Bolstering consumers’ demand for knowing costs, Metova published results from a consumer survey this week, finding that over 80% of people would be more likely to visit a doctor or seek treatment if they could see their personal out-of-pocket costs on their smartphone. In addition, most consumers are interested in seeing and managing their health benefits on a smartphone; 9 in 10 people want a smartphone app that notifies when a doctor sends a prescription to a pharmacy, and when it would be available to pick up; and, 60% of consumers would like to buy vision care through a smartphone.

Health Populi’s Hot Points: The top employee benefit workers value is health insurance, shown in the latest EBRI survey into health and workplace benefits published last week. EBRI also found in this study that most workers said the most important benefit in making a job decision is health insurance.

American patients well understand the impact of health care costs in the family budget, with health care costs ranking the top pocketbook issue in U.S. homes.
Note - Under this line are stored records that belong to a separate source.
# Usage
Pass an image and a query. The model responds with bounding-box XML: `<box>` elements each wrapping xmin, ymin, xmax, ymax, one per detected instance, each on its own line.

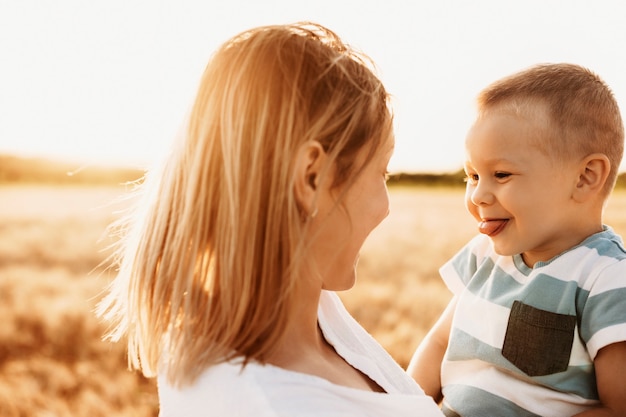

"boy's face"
<box><xmin>465</xmin><ymin>109</ymin><xmax>584</xmax><ymax>267</ymax></box>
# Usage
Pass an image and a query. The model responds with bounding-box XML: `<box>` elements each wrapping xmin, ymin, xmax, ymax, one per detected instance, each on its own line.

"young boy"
<box><xmin>409</xmin><ymin>64</ymin><xmax>626</xmax><ymax>417</ymax></box>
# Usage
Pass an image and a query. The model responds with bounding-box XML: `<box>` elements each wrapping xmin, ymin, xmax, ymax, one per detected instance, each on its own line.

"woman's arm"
<box><xmin>407</xmin><ymin>297</ymin><xmax>456</xmax><ymax>403</ymax></box>
<box><xmin>576</xmin><ymin>342</ymin><xmax>626</xmax><ymax>417</ymax></box>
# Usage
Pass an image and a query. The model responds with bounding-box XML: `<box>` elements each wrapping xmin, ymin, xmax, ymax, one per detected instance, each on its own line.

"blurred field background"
<box><xmin>0</xmin><ymin>157</ymin><xmax>626</xmax><ymax>417</ymax></box>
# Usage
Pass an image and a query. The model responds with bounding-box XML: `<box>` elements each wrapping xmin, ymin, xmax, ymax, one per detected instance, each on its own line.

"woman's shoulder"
<box><xmin>158</xmin><ymin>362</ymin><xmax>276</xmax><ymax>417</ymax></box>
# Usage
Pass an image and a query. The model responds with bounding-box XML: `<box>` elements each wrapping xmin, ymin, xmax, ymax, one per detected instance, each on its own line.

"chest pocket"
<box><xmin>502</xmin><ymin>301</ymin><xmax>576</xmax><ymax>376</ymax></box>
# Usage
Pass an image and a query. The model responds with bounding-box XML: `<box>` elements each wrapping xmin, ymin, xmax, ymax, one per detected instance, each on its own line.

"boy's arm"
<box><xmin>407</xmin><ymin>297</ymin><xmax>456</xmax><ymax>403</ymax></box>
<box><xmin>576</xmin><ymin>342</ymin><xmax>626</xmax><ymax>417</ymax></box>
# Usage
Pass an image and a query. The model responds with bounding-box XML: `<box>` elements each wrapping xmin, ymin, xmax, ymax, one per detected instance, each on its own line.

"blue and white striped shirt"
<box><xmin>440</xmin><ymin>226</ymin><xmax>626</xmax><ymax>417</ymax></box>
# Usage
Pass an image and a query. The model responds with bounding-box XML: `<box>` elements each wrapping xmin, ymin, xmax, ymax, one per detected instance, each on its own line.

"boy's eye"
<box><xmin>465</xmin><ymin>174</ymin><xmax>478</xmax><ymax>184</ymax></box>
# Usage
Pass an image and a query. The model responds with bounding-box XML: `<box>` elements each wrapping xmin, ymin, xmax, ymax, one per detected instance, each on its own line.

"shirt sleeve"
<box><xmin>580</xmin><ymin>259</ymin><xmax>626</xmax><ymax>358</ymax></box>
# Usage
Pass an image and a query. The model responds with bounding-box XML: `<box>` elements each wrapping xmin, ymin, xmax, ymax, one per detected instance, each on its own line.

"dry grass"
<box><xmin>0</xmin><ymin>187</ymin><xmax>626</xmax><ymax>417</ymax></box>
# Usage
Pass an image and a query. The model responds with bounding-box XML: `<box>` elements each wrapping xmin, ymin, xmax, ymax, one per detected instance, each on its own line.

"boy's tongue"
<box><xmin>478</xmin><ymin>220</ymin><xmax>508</xmax><ymax>236</ymax></box>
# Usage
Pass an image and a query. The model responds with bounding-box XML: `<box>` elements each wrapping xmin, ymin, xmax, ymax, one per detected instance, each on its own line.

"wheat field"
<box><xmin>0</xmin><ymin>186</ymin><xmax>626</xmax><ymax>417</ymax></box>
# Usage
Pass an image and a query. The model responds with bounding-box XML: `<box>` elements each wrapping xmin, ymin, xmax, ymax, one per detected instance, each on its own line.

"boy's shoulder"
<box><xmin>572</xmin><ymin>225</ymin><xmax>626</xmax><ymax>260</ymax></box>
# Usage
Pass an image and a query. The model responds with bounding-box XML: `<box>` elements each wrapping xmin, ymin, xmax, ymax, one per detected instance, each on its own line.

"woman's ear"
<box><xmin>293</xmin><ymin>140</ymin><xmax>326</xmax><ymax>217</ymax></box>
<box><xmin>574</xmin><ymin>153</ymin><xmax>611</xmax><ymax>202</ymax></box>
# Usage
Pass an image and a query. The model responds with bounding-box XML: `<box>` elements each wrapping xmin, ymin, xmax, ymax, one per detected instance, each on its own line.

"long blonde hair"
<box><xmin>99</xmin><ymin>23</ymin><xmax>392</xmax><ymax>384</ymax></box>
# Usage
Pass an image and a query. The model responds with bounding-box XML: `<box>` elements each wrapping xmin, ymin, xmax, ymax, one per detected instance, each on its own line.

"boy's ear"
<box><xmin>574</xmin><ymin>153</ymin><xmax>611</xmax><ymax>202</ymax></box>
<box><xmin>293</xmin><ymin>140</ymin><xmax>326</xmax><ymax>217</ymax></box>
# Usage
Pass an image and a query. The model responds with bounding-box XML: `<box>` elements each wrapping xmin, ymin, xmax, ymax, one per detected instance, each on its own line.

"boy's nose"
<box><xmin>468</xmin><ymin>183</ymin><xmax>494</xmax><ymax>206</ymax></box>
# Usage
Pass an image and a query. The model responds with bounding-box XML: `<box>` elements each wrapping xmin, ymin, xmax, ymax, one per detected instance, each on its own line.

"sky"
<box><xmin>0</xmin><ymin>0</ymin><xmax>626</xmax><ymax>173</ymax></box>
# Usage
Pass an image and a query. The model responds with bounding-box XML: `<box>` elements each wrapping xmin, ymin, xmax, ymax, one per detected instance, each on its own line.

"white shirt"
<box><xmin>158</xmin><ymin>291</ymin><xmax>443</xmax><ymax>417</ymax></box>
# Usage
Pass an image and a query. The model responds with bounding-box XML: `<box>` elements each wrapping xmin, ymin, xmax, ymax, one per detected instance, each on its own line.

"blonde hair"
<box><xmin>477</xmin><ymin>63</ymin><xmax>624</xmax><ymax>196</ymax></box>
<box><xmin>99</xmin><ymin>23</ymin><xmax>392</xmax><ymax>384</ymax></box>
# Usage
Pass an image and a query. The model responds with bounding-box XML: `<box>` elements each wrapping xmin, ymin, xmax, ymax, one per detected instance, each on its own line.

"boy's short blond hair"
<box><xmin>477</xmin><ymin>63</ymin><xmax>624</xmax><ymax>197</ymax></box>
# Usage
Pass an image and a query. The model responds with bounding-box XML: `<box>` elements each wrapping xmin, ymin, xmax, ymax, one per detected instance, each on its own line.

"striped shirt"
<box><xmin>440</xmin><ymin>226</ymin><xmax>626</xmax><ymax>417</ymax></box>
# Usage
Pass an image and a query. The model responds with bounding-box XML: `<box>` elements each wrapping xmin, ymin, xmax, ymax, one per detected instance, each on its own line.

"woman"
<box><xmin>100</xmin><ymin>23</ymin><xmax>441</xmax><ymax>417</ymax></box>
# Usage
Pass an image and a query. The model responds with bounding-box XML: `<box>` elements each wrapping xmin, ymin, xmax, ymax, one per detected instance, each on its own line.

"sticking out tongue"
<box><xmin>478</xmin><ymin>220</ymin><xmax>508</xmax><ymax>236</ymax></box>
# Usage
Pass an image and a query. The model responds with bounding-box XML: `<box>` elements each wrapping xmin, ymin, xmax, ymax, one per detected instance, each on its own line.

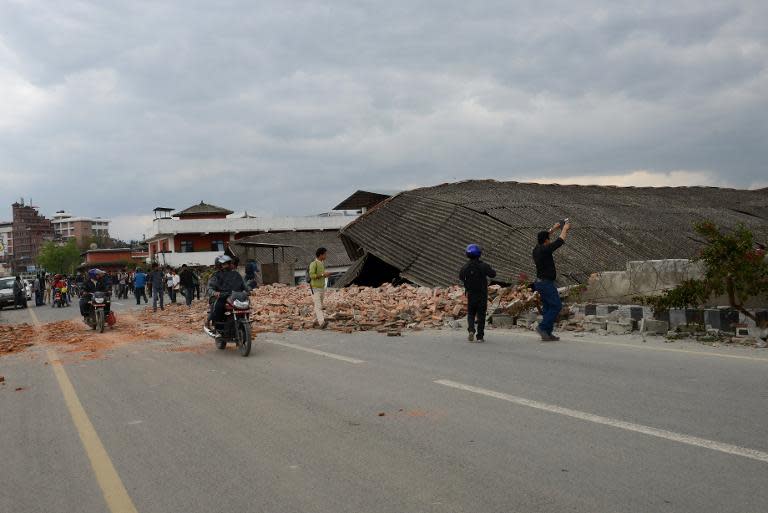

That workers highly value their health benefits is no surprise. It’s mainstream patient experience these days for people to experience a surprise medical bill or be challenged on a new prescription that a payor denies as a first-step therapy.

The POLITICO-Harvard Chan survey reinforces what we’ve been saying for the past several years on Health Populi: that patients are now payors, and those payors vote in elections. Expect health care to rank high on U.S. voters’ minds across political party and red/blue state distinctions. We are all patients now, and we are all payors.